Compound A, C₈H₁₆, forms a meso compound B upon reaction with bromine in CCl₄ and a d,l-diol C upon oxidation with OsO₄. Ozonolysis of A provides a single ketone D. What are the structures of A-D? Show how they are formed.

Solution:

1. Compound A, C₈H₁₆ : Compound A has one degree of unsaturation. C₈H₁₈ - C₈H₁₆ = 2, divided by 2 = 1. It is either a double bond or a ring.

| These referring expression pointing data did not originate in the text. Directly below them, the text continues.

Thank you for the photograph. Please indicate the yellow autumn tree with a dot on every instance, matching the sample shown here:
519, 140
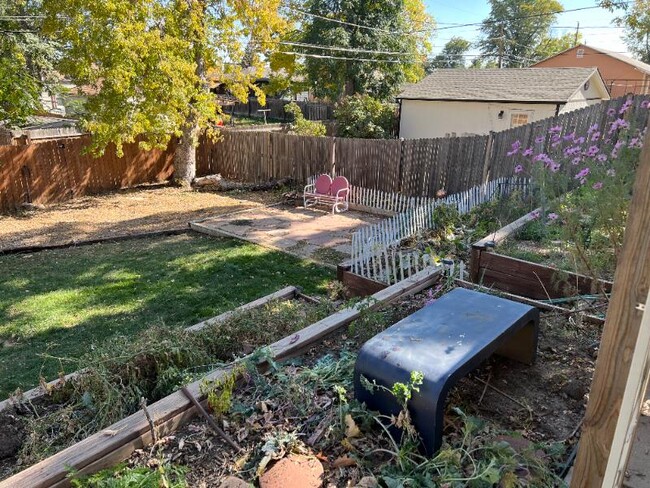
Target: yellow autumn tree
148, 60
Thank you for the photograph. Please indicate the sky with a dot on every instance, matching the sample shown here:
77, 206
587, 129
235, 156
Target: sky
595, 25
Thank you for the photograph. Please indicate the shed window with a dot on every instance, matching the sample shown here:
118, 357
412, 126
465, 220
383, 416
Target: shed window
518, 118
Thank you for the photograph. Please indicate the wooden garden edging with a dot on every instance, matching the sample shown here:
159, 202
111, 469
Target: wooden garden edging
283, 294
117, 442
524, 278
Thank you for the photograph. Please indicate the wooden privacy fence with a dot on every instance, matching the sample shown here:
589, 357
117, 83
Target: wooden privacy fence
58, 170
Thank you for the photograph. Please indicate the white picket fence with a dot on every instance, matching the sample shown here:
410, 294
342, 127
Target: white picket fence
375, 249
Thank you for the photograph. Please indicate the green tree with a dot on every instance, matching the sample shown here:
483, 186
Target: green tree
149, 60
301, 125
635, 17
515, 29
451, 56
365, 117
377, 58
26, 61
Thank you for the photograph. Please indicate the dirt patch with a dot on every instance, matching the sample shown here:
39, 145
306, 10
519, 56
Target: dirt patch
144, 209
537, 411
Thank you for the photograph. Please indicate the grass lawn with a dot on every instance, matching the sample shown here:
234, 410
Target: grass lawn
54, 305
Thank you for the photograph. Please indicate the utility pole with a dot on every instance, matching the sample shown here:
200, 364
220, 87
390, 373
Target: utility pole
501, 47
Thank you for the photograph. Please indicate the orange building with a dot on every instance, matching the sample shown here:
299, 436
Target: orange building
622, 74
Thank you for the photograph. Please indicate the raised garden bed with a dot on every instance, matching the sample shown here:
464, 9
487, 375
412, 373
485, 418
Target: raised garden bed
528, 279
507, 424
117, 441
116, 378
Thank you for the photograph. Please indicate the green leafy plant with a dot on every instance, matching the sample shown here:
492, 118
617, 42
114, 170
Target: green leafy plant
585, 192
302, 126
164, 475
365, 117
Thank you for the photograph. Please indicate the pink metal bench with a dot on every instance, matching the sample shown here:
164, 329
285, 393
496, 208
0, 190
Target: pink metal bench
326, 191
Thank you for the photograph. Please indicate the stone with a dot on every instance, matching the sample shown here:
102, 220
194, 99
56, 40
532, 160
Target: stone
294, 471
367, 482
234, 482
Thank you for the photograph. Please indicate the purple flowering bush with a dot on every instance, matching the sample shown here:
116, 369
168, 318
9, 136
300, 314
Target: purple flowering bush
584, 185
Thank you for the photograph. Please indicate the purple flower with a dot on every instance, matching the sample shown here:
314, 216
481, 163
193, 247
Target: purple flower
516, 146
618, 124
626, 106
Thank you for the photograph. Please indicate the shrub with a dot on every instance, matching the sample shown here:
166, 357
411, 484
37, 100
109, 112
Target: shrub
365, 117
302, 126
586, 190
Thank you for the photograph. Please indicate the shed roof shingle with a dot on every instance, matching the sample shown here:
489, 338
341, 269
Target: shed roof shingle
551, 85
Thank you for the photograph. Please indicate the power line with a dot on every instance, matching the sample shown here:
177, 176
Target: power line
342, 58
336, 48
531, 16
360, 26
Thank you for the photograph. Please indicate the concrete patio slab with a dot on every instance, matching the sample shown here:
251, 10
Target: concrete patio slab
307, 233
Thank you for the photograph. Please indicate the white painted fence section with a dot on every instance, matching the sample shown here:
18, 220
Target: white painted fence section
375, 249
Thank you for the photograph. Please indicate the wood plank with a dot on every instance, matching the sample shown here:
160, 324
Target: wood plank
621, 372
283, 294
528, 301
101, 449
504, 232
532, 279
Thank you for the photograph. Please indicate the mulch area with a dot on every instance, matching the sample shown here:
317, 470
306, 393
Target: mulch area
541, 403
127, 212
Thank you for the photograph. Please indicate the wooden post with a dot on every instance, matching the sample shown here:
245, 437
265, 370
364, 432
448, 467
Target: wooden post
333, 158
621, 374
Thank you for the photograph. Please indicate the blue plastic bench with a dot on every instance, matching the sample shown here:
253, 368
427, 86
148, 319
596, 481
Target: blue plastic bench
445, 341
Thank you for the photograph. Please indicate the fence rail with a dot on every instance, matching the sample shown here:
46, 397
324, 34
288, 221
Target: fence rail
58, 170
275, 107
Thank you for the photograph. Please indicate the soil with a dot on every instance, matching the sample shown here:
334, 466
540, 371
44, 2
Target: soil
127, 212
542, 403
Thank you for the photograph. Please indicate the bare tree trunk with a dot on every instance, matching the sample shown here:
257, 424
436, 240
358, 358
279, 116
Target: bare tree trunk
185, 154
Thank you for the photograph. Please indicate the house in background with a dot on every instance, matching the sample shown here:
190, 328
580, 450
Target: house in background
457, 102
623, 75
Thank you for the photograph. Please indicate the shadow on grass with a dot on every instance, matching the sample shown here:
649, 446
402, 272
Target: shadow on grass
61, 302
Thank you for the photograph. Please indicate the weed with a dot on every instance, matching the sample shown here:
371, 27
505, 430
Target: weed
122, 476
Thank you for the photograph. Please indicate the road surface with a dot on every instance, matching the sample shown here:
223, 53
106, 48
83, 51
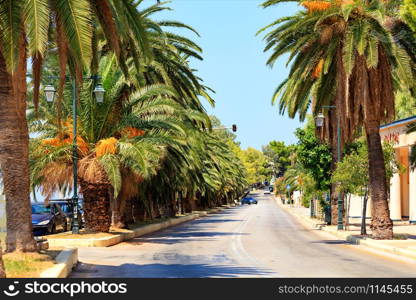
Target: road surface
246, 241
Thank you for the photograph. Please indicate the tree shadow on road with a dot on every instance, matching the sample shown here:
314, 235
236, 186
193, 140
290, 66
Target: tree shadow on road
181, 237
158, 270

2. meso compound B upon reaction with bromine in CCl₄ and a d,l-diol C upon oxidation with OsO₄ : If A reacts with Br₂, A's one degree of unsaturation is a double bond, i.e., no ring. Secondly, from a meso compound B we can conclude that whatever is substituted at one end of the double bond must be the same as at the other end of the double bond. There are only 6 carbons available for substituents, 3 at each end. If one substituent is 3 carbons (n- or i-propyl), then the other is H. If one is ethyl, the other one is methyl. The double bond must be of the (E)-configuration because Br₂ adds trans to double bonds and consequently a meso, and not d,l-compound from a ](Z)-olefin] is formed. Because OsO₄ adds syn (cis) to a double bond, a d,l-diol C compound must be formed. The d,l-diol C does not tell us about the symmetry in A but the meso dibromide B does. Thus, every meso compound has a d,l-diastereomer but the converse is not necessarily true.

So what is A?

3. Ozonolysis of A provides a single ketone D. Ketone D must be 4 carbons. One carbon is for the C=O group which leaves 3 carbons, obviously an ethyl and methyl group. Thus A must be (E)-3,4-dimethyl-3-hexene; B is a single diastereomeric dibromide (3R, 4S)-3,4-dibromo-3,4-dimethylhexane [ or (3S, 4R)-3,4-dibromo-3,4-dimethylhexane]; C is also a single diastereomeric diol as a pair of enantiomers (3R, 3R)-3,4-dimethyl-3,4-hexanediol and (3R, 3R)-3,4-dimethyl-3,4-hexanediol; D is 2-butanone methyl ethyl ketone, a.k.a., MEK). If you wish to designate relative stereochemistry for an achiral or racemic compound it is customary to assign the lowest numbered center thr R configuration and then add a superscripted asterisk. Thus B is (3R*, 4S*)-3,4-dibromo-3,4-dimethylhexane and C is (3R*, 3R*)-3,4-dimethyl-3,4-hexanediol. In this highly symmetrical case, meso and d,l is sufficient. Quod Erat Demonstrandum.